Silencing a noisy infiniband switch
Recently, I installed infiniband networking in my DIY cluster, including a rather noisy 18 port switch that I've been meaning to do something about. The plan is to either replace the fans in the switch with ones that spin a bit slower, or if that isn't possible, admitting defeat and just moving the whole setup to another room. Maybe I can use the cluster as an impromptu central-heating system.

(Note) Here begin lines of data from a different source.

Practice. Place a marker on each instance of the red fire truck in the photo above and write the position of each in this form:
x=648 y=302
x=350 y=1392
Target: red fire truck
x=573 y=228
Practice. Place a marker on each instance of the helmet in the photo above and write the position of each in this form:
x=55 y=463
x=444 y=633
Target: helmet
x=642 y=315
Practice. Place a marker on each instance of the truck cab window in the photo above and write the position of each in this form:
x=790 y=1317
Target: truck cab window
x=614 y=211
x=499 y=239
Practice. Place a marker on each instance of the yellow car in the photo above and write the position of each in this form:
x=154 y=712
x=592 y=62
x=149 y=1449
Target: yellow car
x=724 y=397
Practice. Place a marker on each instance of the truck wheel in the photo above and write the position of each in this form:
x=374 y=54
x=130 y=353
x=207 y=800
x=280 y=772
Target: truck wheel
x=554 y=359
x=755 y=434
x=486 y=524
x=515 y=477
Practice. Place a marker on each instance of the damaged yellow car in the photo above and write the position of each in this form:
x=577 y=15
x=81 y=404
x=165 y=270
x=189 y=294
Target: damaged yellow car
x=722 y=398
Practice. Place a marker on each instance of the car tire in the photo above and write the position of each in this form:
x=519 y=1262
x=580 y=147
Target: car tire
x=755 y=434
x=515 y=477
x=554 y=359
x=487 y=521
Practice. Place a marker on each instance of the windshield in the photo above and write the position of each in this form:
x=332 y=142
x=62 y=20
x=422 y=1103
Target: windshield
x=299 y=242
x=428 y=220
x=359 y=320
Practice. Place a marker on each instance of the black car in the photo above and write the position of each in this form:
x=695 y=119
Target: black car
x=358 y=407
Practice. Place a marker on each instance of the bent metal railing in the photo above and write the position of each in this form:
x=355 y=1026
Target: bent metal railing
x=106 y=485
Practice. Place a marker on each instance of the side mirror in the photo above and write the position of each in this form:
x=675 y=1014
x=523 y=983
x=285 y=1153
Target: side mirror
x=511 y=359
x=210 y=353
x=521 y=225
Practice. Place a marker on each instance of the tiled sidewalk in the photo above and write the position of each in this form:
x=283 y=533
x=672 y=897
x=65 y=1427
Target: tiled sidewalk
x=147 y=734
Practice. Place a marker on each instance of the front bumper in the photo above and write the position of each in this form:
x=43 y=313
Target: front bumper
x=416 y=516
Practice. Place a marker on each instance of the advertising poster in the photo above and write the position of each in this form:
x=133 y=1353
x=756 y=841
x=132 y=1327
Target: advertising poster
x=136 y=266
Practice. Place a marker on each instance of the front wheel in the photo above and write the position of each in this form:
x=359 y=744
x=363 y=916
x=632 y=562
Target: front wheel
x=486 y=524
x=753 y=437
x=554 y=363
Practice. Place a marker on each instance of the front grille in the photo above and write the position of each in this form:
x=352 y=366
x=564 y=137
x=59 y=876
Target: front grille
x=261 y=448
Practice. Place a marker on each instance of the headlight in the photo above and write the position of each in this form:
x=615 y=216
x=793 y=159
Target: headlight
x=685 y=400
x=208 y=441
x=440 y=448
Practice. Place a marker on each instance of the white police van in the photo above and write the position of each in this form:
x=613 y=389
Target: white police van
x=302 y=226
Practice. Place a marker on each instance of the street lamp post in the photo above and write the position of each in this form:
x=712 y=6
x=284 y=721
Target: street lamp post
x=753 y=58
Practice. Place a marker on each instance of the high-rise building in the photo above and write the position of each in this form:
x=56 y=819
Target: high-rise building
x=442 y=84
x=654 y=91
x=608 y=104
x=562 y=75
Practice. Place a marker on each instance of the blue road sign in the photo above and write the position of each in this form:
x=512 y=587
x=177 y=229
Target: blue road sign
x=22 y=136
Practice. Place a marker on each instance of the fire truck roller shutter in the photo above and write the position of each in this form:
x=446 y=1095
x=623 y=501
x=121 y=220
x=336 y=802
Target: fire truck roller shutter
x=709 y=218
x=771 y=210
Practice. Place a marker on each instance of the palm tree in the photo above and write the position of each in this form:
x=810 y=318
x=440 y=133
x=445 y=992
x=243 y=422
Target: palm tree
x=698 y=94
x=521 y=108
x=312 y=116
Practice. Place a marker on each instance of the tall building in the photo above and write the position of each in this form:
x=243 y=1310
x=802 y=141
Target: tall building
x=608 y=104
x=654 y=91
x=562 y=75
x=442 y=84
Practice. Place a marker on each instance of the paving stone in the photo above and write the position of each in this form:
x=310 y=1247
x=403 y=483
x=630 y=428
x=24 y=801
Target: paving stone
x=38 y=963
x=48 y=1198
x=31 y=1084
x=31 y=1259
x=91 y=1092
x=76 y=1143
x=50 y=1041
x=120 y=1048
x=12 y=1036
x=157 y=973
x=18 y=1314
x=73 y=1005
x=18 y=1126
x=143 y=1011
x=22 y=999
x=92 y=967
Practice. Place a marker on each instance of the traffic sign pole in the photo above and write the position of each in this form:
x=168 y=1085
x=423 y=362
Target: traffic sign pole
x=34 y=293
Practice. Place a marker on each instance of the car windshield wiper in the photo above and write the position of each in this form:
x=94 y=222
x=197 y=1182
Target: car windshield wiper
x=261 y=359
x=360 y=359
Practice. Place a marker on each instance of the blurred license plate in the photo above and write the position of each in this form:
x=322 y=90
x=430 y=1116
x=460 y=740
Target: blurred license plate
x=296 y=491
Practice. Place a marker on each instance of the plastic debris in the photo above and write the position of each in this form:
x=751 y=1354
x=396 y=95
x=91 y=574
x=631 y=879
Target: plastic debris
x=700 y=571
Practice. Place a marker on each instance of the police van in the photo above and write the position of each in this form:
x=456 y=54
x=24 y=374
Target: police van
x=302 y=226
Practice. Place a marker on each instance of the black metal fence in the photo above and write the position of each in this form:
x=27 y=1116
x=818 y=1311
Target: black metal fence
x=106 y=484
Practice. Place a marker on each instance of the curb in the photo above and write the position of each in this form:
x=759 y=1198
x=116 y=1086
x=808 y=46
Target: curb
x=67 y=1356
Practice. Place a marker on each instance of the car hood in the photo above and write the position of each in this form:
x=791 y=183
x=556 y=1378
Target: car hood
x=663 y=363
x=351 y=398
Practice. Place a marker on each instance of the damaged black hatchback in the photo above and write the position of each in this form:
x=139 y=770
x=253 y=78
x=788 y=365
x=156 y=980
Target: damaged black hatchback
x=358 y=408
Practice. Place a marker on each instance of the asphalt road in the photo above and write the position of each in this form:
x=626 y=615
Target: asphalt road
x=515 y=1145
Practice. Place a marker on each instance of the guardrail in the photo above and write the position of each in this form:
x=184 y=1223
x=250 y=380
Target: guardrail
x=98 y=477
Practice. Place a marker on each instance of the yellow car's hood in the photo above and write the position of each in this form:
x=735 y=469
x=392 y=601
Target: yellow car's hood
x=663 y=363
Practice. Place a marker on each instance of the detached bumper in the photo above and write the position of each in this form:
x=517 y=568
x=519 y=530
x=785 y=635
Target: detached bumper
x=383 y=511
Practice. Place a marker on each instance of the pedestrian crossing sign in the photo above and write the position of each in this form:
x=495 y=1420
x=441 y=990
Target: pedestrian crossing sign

This is the first real piece of enterprise-grade kit I've owned. The first thing that struck me about it was the build quality. The chassis is sturdy, all internal cables are tightly secured out of the way, the motherboard is significantly thicker than what you see in consumer gear, and the design has clearly been optimised for airflow and redundancy of cooling. Speaking of airflow, the cooling situation is very simple. Four forty millimetre fans draw cool air through a vent at the rear of the unit and through the rear compartment containing the power supply. The fans push the air into a forward compartment, which contains the business end of the switch. The air immediately passes over a large heatsink which cools whatever application-specific silicon the switch uses. At the front where cables are attached, there are a series of comparatively small vent holes through which air is exhausted, the restriction these present sets up positive pressure in the forward compartment, which in turn ensures that the transceivers all get roughly equal airflow. I'm by no means experienced enough to comment with any authority (I have never designed or built anything like this, and likely never will) but the whole design screams attention to detail to me. It's almost a shame to mess with it. However mess with it I shall.
TEMPERATURE TESTING
The first order of business then is to figure out if I can actually mess with it without busting something. Does it run hot? Does it absolutely need those four 45 decibel 12,000 rpm fans? Or can I get away with something a little more conservative. I'm inclined to say yes though on three counts; firstly, the switches spec sheet states that it is suitable for operation in 45 degree ambient temperatures, and I can just not do that, secondly is the fact that cooling performance actually sees diminishing returns as airflow speed increases, and lastly, the switch actually has to support the power usage of connected cables, and this 18 port model is actually a cut-down version of a larger 36 port one, so the cooling is quite likely sized for that configuration. But I better test it anyway though, just to be sure. This of course means stressing the thing out. I have (for the moment) only five nodes, meaning I likely can't come close to maxing it out. But I can load it about as far as the nodes in this cluster ever will, which will have to do for now. I'll just have to pay attention to it if I decide to add more hardware later.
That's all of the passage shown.